# What Ever happend to Ricky Steamboat??



## ace (Oct 10, 2002)

I heard he quit Wrestling to
Be with his Famaly.


But whats he up to these day's


:boing1:


----------



## Bob Hubbard (Oct 13, 2002)

Ricky quit a while back, but has always said he's got 1 last match in him...and that his prefered opponent is longtime friend Ric Flair.  Both men have got thru 60, 90 and even a 2 hour long match together...their 90 minute draw is a match of the year quality event.

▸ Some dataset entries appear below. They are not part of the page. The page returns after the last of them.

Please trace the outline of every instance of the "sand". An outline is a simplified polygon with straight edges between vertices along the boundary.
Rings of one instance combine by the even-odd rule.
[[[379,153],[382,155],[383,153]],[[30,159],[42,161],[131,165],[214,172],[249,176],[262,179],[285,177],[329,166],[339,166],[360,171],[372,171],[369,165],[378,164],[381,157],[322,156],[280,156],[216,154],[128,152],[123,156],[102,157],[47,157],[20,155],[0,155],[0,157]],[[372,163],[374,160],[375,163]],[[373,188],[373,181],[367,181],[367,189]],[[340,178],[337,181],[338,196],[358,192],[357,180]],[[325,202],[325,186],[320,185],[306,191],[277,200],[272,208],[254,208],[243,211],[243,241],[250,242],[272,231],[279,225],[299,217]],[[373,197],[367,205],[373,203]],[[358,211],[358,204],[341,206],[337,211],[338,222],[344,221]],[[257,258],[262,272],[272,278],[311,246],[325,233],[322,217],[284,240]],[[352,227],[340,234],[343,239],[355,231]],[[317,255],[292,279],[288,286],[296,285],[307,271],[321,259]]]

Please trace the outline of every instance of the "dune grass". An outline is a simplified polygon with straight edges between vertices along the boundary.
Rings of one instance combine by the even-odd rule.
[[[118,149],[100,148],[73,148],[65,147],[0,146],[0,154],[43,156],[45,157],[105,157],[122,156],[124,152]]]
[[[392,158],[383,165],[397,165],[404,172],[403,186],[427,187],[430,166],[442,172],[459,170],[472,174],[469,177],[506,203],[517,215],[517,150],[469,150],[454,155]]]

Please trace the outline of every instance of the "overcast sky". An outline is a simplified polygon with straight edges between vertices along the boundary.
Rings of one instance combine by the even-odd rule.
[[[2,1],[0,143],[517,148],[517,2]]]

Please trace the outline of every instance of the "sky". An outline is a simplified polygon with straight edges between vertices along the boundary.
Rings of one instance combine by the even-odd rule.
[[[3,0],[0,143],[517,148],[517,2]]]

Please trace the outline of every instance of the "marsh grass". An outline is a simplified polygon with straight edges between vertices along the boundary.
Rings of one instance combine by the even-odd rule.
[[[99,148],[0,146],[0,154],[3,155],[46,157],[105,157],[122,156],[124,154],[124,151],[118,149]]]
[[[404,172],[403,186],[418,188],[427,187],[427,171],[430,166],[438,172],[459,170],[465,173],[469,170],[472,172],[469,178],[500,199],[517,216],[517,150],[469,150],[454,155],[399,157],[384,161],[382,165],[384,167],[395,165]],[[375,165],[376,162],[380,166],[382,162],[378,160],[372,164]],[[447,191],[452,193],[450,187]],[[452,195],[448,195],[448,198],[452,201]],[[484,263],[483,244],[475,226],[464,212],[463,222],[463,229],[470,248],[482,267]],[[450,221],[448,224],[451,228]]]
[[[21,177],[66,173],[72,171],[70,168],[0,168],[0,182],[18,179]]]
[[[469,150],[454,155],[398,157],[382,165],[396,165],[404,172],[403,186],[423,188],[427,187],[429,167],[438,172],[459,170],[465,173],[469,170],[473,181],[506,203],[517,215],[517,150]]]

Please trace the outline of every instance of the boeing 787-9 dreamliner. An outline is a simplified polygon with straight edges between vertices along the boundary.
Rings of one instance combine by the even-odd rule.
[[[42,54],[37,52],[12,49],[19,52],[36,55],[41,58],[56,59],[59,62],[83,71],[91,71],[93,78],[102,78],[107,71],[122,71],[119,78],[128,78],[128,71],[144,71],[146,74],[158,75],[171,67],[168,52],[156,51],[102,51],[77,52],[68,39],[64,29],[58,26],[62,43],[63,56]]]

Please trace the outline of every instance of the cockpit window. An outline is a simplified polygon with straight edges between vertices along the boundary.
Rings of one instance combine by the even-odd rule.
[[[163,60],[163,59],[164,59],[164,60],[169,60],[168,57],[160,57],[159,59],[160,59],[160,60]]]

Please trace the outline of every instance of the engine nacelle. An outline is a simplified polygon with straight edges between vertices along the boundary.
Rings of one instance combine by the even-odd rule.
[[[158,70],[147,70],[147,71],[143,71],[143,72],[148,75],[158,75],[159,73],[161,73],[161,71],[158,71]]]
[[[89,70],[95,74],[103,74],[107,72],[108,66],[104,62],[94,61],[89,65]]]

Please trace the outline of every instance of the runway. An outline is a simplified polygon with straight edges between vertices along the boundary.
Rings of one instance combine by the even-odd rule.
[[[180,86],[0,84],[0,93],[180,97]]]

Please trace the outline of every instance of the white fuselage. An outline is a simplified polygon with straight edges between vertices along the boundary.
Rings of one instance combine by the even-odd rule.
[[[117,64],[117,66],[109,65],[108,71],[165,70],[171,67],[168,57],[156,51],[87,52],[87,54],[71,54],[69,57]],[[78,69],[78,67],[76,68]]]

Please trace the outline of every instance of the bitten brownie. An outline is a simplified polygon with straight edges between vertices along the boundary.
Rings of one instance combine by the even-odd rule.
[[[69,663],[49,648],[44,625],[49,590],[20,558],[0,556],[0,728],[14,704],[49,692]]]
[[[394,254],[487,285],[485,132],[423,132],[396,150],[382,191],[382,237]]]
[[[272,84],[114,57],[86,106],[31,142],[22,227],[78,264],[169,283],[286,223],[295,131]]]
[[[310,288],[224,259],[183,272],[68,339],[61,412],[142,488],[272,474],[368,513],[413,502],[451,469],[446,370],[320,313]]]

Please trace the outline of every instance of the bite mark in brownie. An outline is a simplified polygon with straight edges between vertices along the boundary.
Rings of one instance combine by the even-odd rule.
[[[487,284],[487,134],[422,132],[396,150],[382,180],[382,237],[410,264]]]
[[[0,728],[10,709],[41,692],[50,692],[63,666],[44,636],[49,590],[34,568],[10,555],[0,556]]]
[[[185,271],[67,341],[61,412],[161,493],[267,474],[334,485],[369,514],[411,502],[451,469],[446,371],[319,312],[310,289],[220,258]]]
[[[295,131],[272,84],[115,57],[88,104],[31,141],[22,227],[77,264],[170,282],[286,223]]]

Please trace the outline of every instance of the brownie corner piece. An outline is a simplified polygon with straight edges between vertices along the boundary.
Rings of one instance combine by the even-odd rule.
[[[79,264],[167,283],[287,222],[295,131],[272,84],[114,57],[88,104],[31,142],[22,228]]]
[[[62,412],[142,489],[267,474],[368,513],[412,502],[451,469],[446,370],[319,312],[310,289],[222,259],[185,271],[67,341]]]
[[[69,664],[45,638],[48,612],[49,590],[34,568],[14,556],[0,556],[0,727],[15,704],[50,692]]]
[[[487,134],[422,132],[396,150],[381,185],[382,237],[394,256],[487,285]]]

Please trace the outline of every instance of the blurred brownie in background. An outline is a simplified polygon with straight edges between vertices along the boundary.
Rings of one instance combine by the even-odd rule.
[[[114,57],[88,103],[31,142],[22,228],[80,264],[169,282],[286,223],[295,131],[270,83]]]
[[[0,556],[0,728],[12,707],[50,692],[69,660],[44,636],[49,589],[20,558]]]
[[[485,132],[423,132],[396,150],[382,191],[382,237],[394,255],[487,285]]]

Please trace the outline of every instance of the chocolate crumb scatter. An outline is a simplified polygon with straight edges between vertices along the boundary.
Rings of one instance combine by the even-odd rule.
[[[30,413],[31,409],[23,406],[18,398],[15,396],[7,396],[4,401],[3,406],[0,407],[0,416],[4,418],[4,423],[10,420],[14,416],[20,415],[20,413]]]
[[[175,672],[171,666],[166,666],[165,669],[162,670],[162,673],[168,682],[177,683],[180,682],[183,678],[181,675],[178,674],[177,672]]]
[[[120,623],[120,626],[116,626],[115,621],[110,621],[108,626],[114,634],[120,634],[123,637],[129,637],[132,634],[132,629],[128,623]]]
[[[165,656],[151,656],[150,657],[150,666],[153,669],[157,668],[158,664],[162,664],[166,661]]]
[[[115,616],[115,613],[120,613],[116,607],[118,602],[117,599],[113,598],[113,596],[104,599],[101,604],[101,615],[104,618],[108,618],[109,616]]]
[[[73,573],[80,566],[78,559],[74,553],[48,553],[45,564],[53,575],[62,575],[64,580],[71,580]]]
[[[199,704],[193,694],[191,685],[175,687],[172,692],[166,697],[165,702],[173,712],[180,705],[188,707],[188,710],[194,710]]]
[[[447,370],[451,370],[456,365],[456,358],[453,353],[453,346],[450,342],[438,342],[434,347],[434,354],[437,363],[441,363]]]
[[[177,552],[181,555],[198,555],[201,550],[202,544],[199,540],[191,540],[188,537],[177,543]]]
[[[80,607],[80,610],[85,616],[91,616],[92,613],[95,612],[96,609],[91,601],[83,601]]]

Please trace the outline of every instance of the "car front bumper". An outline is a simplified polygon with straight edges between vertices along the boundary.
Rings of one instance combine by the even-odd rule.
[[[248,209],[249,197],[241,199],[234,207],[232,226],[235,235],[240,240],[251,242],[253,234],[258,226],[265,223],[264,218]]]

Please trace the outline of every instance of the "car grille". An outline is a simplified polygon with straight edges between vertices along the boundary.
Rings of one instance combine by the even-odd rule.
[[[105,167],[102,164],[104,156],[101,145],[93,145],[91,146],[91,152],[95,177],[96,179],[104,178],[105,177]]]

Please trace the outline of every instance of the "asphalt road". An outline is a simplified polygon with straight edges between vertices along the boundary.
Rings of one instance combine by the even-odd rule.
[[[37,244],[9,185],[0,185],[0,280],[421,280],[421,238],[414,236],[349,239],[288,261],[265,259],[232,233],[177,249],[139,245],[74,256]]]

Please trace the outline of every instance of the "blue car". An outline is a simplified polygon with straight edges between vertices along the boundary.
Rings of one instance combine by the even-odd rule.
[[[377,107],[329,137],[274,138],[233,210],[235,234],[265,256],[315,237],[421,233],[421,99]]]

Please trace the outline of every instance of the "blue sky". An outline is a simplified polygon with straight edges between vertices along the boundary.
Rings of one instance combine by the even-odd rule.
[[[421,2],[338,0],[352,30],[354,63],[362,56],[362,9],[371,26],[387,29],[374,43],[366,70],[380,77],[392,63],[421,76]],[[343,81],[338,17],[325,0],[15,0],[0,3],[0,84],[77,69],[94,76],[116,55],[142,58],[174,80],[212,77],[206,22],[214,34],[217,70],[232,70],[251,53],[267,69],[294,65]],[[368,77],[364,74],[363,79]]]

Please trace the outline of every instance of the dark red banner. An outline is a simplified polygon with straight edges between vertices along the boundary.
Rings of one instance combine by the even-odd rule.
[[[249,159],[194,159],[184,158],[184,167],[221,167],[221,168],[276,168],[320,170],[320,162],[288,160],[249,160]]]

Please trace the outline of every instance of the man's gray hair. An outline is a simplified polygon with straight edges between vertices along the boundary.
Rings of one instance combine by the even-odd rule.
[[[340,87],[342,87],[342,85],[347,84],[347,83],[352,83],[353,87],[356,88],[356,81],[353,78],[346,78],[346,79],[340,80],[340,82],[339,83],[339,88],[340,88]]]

Rickys recently resurfaced in one of the regionals as a heel commisioner type I heard, but haven't had a chance to check it out.


----------



## Shinobi (Jan 26, 2003)

*Bump* Ricky was in NWA-TNA as the heel Commissioner.


----------



## moromoro (Apr 23, 2003)

who was the ultimo dragon??


----------



## ace (Apr 26, 2003)

> _Originally posted by moromoro _
> *who was the ultimo dragon?? *



His Name is Yoshihiro Asai
& he is an Awsome Pro Wrestler & Martial Artist.


----------



## moromoro (Apr 28, 2003)

thanks

is he retired now?


----------



## ace (May 5, 2003)

> _Originally posted by moromoro _
> *thanks
> 
> is he retired now? *




Yes as far as performing him Self.
But he dose have his own Gym in Japan


----------